当時の石津健介氏はこのファッションをいち早く米国から取り入れてVANジャケットというブランドを築き、一斉を風靡したものである。ボタンダウンシャツ、尾錠付きコッパン、コインローファー、ダッフルコート、インディアンマドラスジャケットなど、現在でも伝統あるその文化は受け継がれており、「トラッド」と言われ元々英国から米国経由でアメリカンな匂いのする文化の輸入であったのかと思う。その後、若者の流行はめざましく変化し、ベルボトムやロンドンブーツ、長髪やヒッピーファッションなど、ベトナム戦争時期を通過して変化してゆき、街にトラッドの若者は減少していった。もう米国にはそんなIVYファッションをしている人はいないのだろうなと、当時は思っていた。
しかしながら、1980年代初旬にアトランティックシティーで開催されたピッツバーグカンファレンス(PITTCON)での事前研修会で、ボストン郊外にあるWaters本社へ出かけた際、出会った社員は皆IVYリーガーの服装だった。

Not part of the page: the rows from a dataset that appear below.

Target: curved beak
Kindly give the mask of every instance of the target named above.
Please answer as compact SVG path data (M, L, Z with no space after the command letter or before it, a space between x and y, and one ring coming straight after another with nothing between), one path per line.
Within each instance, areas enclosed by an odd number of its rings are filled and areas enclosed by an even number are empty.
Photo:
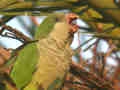
M66 15L67 23L70 25L70 32L77 32L79 26L76 24L76 20L79 18L78 15L74 13L69 13Z

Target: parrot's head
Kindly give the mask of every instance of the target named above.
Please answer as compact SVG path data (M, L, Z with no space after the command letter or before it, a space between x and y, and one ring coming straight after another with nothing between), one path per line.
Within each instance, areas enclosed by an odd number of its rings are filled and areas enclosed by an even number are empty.
M72 41L74 33L79 29L79 27L73 22L78 18L79 16L74 13L59 13L54 16L56 25L54 28L55 32L53 31L52 36L61 40Z

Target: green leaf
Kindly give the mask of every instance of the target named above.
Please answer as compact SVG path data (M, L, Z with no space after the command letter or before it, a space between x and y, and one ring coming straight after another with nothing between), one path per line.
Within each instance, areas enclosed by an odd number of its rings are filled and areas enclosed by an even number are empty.
M28 44L19 52L11 72L11 77L17 88L22 88L31 81L37 60L38 51L35 43Z
M48 87L47 90L54 90L56 86L58 86L58 84L61 84L63 82L63 80L57 78L56 80L54 80L54 82ZM59 88L56 90L60 90Z

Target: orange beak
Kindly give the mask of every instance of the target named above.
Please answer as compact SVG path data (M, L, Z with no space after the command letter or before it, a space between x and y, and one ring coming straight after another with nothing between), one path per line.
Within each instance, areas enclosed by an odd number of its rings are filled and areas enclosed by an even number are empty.
M77 30L79 29L79 26L72 23L74 20L76 20L78 18L79 18L79 16L74 13L69 13L66 15L67 23L71 26L70 32L77 32Z

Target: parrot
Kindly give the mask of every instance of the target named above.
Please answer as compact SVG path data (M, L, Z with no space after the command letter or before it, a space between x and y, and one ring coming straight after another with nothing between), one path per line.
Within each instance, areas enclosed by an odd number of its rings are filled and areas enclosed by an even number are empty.
M76 14L57 13L40 24L34 37L38 41L25 46L13 65L10 76L18 89L60 89L72 63L71 29L77 18Z
M40 40L40 58L32 81L24 90L58 90L62 85L72 62L72 49L67 46L71 28L68 22L64 14L58 14L46 18L39 26L35 39Z

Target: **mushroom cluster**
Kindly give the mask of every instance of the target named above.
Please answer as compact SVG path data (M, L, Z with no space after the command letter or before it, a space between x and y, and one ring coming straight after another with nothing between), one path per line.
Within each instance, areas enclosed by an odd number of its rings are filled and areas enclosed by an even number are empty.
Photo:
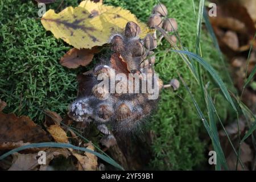
M102 73L111 77L113 69L116 74L124 73L127 77L130 73L139 76L150 73L156 84L154 86L158 90L161 90L163 82L156 76L153 67L155 58L152 55L152 50L156 47L156 40L150 34L141 39L138 37L140 32L138 24L128 22L123 32L110 38L110 57L103 59L92 70L78 77L78 97L69 106L71 118L77 122L109 125L114 131L125 133L134 130L150 114L158 99L150 100L148 96L151 93L141 92L141 77L137 83L133 81L133 88L139 84L139 93L112 93L111 88L101 87L101 81L98 80L98 76ZM116 85L117 82L114 86Z
M159 4L153 9L152 14L149 16L147 24L150 28L154 28L156 27L162 28L166 32L174 32L177 30L178 25L175 18L167 18L168 11L166 7L163 4ZM163 36L160 36L159 41ZM174 44L177 43L177 38L174 35L170 36Z

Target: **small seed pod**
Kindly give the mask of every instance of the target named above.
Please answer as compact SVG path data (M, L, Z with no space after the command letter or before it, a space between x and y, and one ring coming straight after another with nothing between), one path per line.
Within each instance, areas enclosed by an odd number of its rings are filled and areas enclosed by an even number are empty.
M100 100L106 100L110 95L109 90L105 87L99 86L98 85L96 85L92 88L92 93Z
M133 57L142 56L145 54L145 48L139 39L133 40L129 44Z
M114 36L110 40L110 43L112 44L112 51L120 53L123 51L125 49L125 46L123 44L123 39L120 35L116 35Z
M150 28L155 28L155 27L162 27L163 26L163 21L159 15L152 14L148 18L147 25Z
M175 45L177 44L177 38L175 35L171 35L170 38L171 38L171 40L172 41L174 44Z
M147 49L152 50L156 48L156 40L150 34L147 34L143 39Z
M177 30L177 23L174 18L166 18L163 23L163 29L167 32L174 32Z
M98 110L98 116L100 118L107 121L113 115L114 111L113 108L106 104L100 105Z
M100 65L97 66L93 69L93 75L95 76L98 76L100 74L106 74L106 76L110 77L110 68L108 65Z
M122 121L129 118L131 115L130 108L125 104L121 104L117 109L117 119Z
M163 88L163 81L159 78L158 78L158 89L159 90L160 90Z
M155 5L152 11L152 14L159 15L162 16L165 16L168 15L167 9L163 4Z
M180 87L180 82L177 79L172 79L170 84L172 86L174 90L176 90Z
M125 35L127 38L135 37L141 33L141 28L133 22L129 22L125 26Z

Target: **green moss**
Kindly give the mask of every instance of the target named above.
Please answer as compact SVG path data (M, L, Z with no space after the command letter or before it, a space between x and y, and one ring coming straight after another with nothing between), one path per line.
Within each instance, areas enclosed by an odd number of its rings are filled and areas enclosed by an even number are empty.
M47 5L56 9L61 1ZM105 0L105 3L131 10L146 22L156 1ZM179 23L183 45L195 52L197 18L192 1L162 1L169 16ZM76 6L76 1L65 1L65 6ZM37 122L43 121L42 110L49 109L64 115L67 105L76 95L76 75L85 68L68 69L59 63L71 46L47 32L38 17L39 9L31 1L6 0L0 3L0 97L8 104L6 112L27 115ZM212 65L220 60L208 36L201 38L203 57ZM158 51L170 46L166 42ZM174 53L159 53L155 69L165 83L181 74L201 105L200 90L180 57ZM222 74L221 68L216 67ZM86 68L85 68L86 69ZM222 74L223 75L223 74ZM212 87L211 89L213 89ZM215 92L213 92L215 93ZM217 94L217 100L222 97ZM228 111L225 102L218 102L222 118ZM191 99L183 86L175 92L163 90L158 111L150 119L149 128L156 138L152 151L151 167L161 169L189 169L207 160L204 143L199 135L204 131L193 109Z

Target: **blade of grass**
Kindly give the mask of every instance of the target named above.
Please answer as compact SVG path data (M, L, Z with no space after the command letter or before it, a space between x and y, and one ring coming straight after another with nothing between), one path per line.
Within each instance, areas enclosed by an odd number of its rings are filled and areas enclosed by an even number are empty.
M251 71L251 74L250 74L249 77L246 80L246 82L245 84L245 85L243 85L243 87L245 88L247 85L251 81L251 79L253 78L253 77L254 76L254 75L256 73L256 65L254 66L254 68L253 68L253 71Z
M212 67L209 64L207 61L205 61L202 57L200 57L199 56L186 51L179 51L179 50L174 50L172 49L171 51L181 53L184 55L187 55L189 57L191 57L191 58L193 58L193 60L195 60L196 61L199 63L211 75L211 76L213 77L213 80L216 82L216 83L218 84L218 86L220 87L220 89L221 90L223 94L224 95L226 99L229 101L229 102L231 104L234 110L237 112L237 109L235 106L235 105L231 98L230 95L229 94L228 89L226 89L226 86L225 86L224 83L223 82L223 81L221 80L221 78L220 77L220 76L217 73L216 71L212 68Z
M208 15L207 14L207 10L205 9L205 7L204 9L203 16L204 16L204 22L205 23L205 26L206 26L207 30L208 30L208 32L210 34L210 35L213 40L213 45L214 46L215 48L217 49L217 51L218 52L218 54L221 59L221 63L222 64L223 67L224 68L224 69L226 71L225 72L226 74L226 76L228 76L228 78L229 78L230 82L233 84L232 79L231 78L230 75L229 74L229 71L228 70L226 64L225 64L223 55L221 51L220 46L218 46L218 40L217 39L216 36L215 35L214 32L213 31L213 29L212 28L212 24L210 23Z
M199 117L201 118L201 119L203 121L203 123L204 124L204 127L205 127L210 137L210 138L212 139L212 141L213 143L214 143L214 146L216 146L216 148L215 148L216 152L217 153L218 155L219 156L220 161L221 162L221 164L222 165L223 167L228 170L228 164L226 163L226 159L225 158L225 155L224 154L223 151L222 150L221 147L220 146L220 140L218 140L218 138L216 136L216 133L214 133L212 132L212 131L210 129L210 127L209 125L208 122L207 122L207 120L205 119L205 117L204 117L204 114L203 114L203 112L201 111L201 109L200 109L199 106L198 105L196 100L195 99L193 96L192 95L189 88L188 87L182 77L180 76L180 74L178 73L179 77L180 77L180 80L181 80L181 82L184 85L185 89L188 91L188 93L189 94L189 96L191 96L193 103L196 107L196 109L197 111L197 113L199 116Z

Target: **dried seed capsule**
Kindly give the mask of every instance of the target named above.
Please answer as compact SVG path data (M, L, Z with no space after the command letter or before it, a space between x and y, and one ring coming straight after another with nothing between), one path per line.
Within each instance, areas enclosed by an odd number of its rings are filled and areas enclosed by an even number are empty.
M113 108L106 104L100 105L97 111L98 117L107 121L113 115L114 110Z
M150 28L155 28L155 27L162 27L163 22L161 17L158 15L152 14L148 18L147 25Z
M148 56L150 56L152 54L155 53L153 51L150 51L148 52ZM150 64L153 65L155 64L155 56L151 56L148 58L149 61L150 61Z
M172 41L174 44L177 44L177 38L175 35L171 35L170 38L171 40Z
M130 108L125 104L121 104L117 109L117 119L118 121L129 118L131 115Z
M131 52L133 57L142 56L145 54L145 48L139 39L129 42L128 48Z
M133 22L129 22L125 26L125 35L128 38L135 37L141 33L141 28Z
M177 90L180 87L180 82L177 79L172 79L170 84L172 86L174 90Z
M163 29L167 32L174 32L177 30L177 23L174 18L166 18L163 23Z
M147 34L143 39L144 45L148 50L156 48L156 40L150 34Z
M112 51L120 53L123 51L125 49L125 46L123 43L123 37L120 35L115 35L110 40L110 43L112 44Z
M98 85L96 85L92 89L92 93L100 100L105 100L109 97L109 90L105 86L100 86Z
M155 5L153 9L152 14L158 14L160 16L165 16L168 15L167 9L163 4Z

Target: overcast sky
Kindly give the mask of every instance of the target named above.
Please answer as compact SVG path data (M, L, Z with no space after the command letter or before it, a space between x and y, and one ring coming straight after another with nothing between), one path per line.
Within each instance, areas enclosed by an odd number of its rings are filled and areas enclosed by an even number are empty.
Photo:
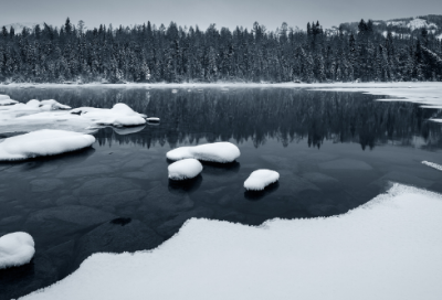
M257 21L269 30L286 22L304 29L319 20L324 28L360 19L388 20L423 14L442 14L441 0L1 0L0 24L46 22L60 26L66 17L83 20L92 29L101 23L115 26L170 21L206 30L236 25L251 28Z

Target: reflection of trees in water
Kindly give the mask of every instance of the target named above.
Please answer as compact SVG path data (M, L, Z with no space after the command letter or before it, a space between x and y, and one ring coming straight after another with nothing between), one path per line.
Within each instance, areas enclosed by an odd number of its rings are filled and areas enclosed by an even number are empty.
M123 101L135 110L161 118L158 127L119 136L101 130L102 144L137 143L171 147L233 139L241 143L252 140L255 147L267 139L284 146L306 140L319 148L324 140L359 142L362 149L394 142L440 147L440 125L425 121L436 110L420 109L401 101L373 101L375 96L309 92L299 89L236 89L221 93L203 89L171 94L170 89L27 89L9 95L18 100L54 98L72 107L112 107Z

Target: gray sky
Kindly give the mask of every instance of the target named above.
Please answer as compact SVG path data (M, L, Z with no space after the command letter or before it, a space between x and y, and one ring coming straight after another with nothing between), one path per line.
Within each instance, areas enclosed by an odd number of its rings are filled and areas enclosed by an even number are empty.
M442 14L441 0L1 0L0 24L46 22L60 26L66 17L83 20L92 29L101 23L115 26L170 21L206 30L235 25L251 28L254 21L275 30L287 22L304 29L319 20L324 28L360 19L388 20Z

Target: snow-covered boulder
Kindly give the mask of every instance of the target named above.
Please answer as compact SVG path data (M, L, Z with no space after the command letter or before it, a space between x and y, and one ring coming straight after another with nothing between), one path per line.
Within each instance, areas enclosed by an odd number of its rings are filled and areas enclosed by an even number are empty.
M27 106L40 110L71 109L71 106L63 105L61 103L55 101L54 99L41 100L41 101L32 99L27 103Z
M433 168L433 169L435 169L435 170L442 171L442 165L440 165L440 164L438 164L438 163L430 162L430 161L425 161L425 160L422 161L422 163L425 164L425 165L428 165L428 167L431 167L431 168Z
M168 167L169 179L186 180L198 176L202 171L202 164L196 159L183 159Z
M112 109L80 107L71 110L71 114L91 119L101 126L139 126L146 124L146 115L134 111L125 104L116 104Z
M169 160L198 159L212 162L232 162L241 156L240 149L231 142L213 142L193 147L180 147L167 152Z
M159 122L159 118L157 117L149 117L146 119L148 122Z
M244 182L248 191L262 191L265 186L275 183L280 179L280 173L272 170L261 169L252 172Z
M4 105L13 105L13 104L18 104L19 101L12 100L11 98L9 98L8 95L0 95L0 106L4 106Z
M29 264L35 254L34 239L27 233L0 237L0 269Z
M94 142L95 138L90 135L43 129L0 142L0 161L55 156L90 147Z

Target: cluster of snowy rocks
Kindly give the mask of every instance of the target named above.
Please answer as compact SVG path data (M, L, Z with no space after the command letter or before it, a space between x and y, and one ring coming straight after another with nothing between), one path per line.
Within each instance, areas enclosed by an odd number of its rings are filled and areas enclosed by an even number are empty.
M32 99L22 104L0 95L0 130L30 131L0 139L0 162L62 154L91 147L95 142L92 135L49 129L60 121L65 127L87 131L103 126L124 128L145 125L147 121L159 122L159 118L147 118L125 104L116 104L110 109L72 109L54 99ZM0 269L29 264L34 254L34 240L28 233L18 232L0 237Z
M55 156L91 147L95 138L84 135L90 129L104 126L116 128L136 127L148 121L159 122L159 118L147 118L125 104L113 108L80 107L49 100L29 100L27 104L0 95L0 130L31 131L4 139L0 142L0 161L25 160L36 157ZM78 130L52 129L54 124ZM43 128L36 130L39 128ZM21 130L18 130L21 129Z
M240 149L231 142L213 142L193 147L180 147L167 152L167 159L173 162L169 165L169 179L187 180L198 176L202 172L202 164L199 162L233 162L241 156ZM267 185L280 179L276 171L261 169L252 172L245 180L244 188L248 191L262 191Z
M57 103L54 99L18 103L7 95L0 95L0 130L34 131L36 129L67 129L71 131L93 132L112 126L126 128L144 126L147 122L159 122L159 118L148 118L134 111L125 104L116 104L113 108L78 107Z

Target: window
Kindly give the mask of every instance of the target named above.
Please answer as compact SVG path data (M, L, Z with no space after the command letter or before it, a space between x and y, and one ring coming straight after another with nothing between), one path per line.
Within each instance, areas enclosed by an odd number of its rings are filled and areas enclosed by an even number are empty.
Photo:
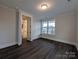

アメリカという広い国は、西海岸・中南部・東海岸個々に文化が違うし、また生きる世界によっても多種多様であることは、日本に居てはなかなか解らないものだった。東海岸にはまさに「アメリカントラッド」が生き残っていたのだ。今こそ情報手段が進化し、グローバル社会となっているが、幼少期から接触する文化の環境は、歳を重ねても自分の中に残存してゆくものかもしれない。これもエピジェネティックスなのではないだろうか。

岩瀬 壽
一般社団法人日本分析機器工業会(JAIMA)ライフサイエンスイノベーション担当アドバイザー、
バイオディスカバリー株式会社 代表取締役社長&CEO。
1951年東京都生まれ。日本大学理工学部工業化学科卒。メルクジャパン、日本ウォータズ、日本ミリポア、日本パーセプティブ、アプライドバイオシステムズ、バリアンテクノロジーズ、アジレントテクノロジーなどで分析機器・バイオサイエンス機器の経営・マーケティングを経験。2001年バイオディスカバリー(株)設立。2013年より日本分析機器工業会(JAIMA)ライフサイエンスイノベーション担当アドバイザー兼任。